Hundreds of police officers have faced dismissal from the Met Police over the past five years, new figures show.
Data from the Home Office shows 211 officers have been dismissed from the force since April 2017 – including 45 in the year to March.
The figures refer to officers who were made redundant, have been made to resign, or have had their contracts terminated – including any asked to leave the force due to misconduct.
Across England and Wales 192 officers were sacked in 2021-22, up from 179 the year before.
Though dismissals are not always due to misconduct, the conduct of police officers has come under greater scrutiny in the wake of the murder of Sarah Everard by serving Met officer Wayne Couzens, who will never be freed from prison after losing an appeal against his whole life sentence last week.
Data from the College of Policing, a professional body, shows nationally 257 officers were placed on the 'barred list' in the year to March 2021 – the latest figures – including 50 in London.

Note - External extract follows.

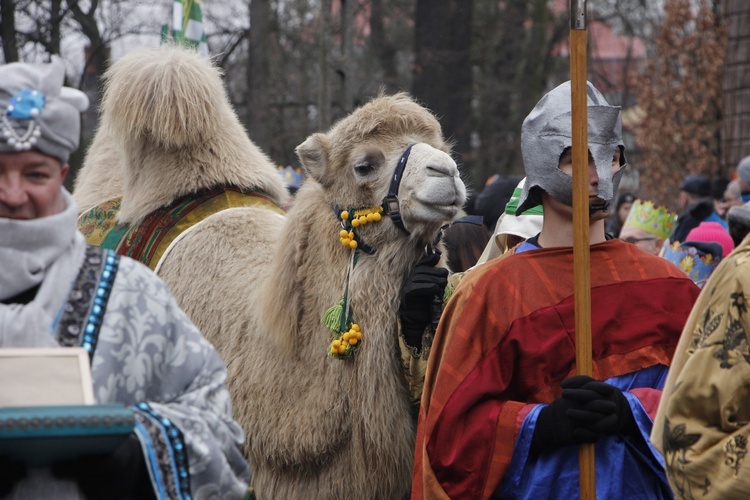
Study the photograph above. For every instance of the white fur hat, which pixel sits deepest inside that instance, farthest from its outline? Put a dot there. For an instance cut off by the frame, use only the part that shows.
(38, 112)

This means they can no longer serve in the police, having been found to have committed gross misconduct while in the force.
The number of officers added to the list is higher than the number of dismissals, as many instead choose to resign or retire – 118 did so nationally in 2021.
The National Police Chiefs Council, a staff body for police leaders, said a "tiny minority" of police officers undermine public trust and confidence in policing.
A spokesperson said: “Where officers don’t meet the expected standards of behaviour they will be dealt with directly, and this could result in them losing their jobs or in the most serious cases, a criminal conviction.
"Everyone in policing needs to contribute to an inclusive, professional, and ethical culture.
“As a result of shining a light, more misconduct will be discovered, more officers will be sanctioned, leave the service or even be charged and convicted of crimes.”
Police forces are also grappling with increased resignations, the Home Office figures show.
The number of officers leaving the force has reached an all-time high across England and Wales, fuelled in part by a surge in voluntary resignations.
In the year to March 3,653 officers resigned, a significant increase on the 2,154 the year before, and including 765 in London.
But despite this, there has been a net increase in the number of police officers nationally, with new recruits being hired as part of the Government's pledge of 20,000 new officers by 2023.
Dr Sarah Charman, professor of criminology at the University of Portsmouth, said retention should be a "priority" for policing bodies.
"Resigning police officers talk of their love for their work and their colleagues – police forces need to consider how to better value that commitment."
A Home Office spokesperson said: “The public put their trust in the police and expect them to carry out their duties to the highest professional standards.
“Dedicated and decent police officers are the majority, but the minority who fall short of the standards expected of them must be dealt with robustly and fairly.”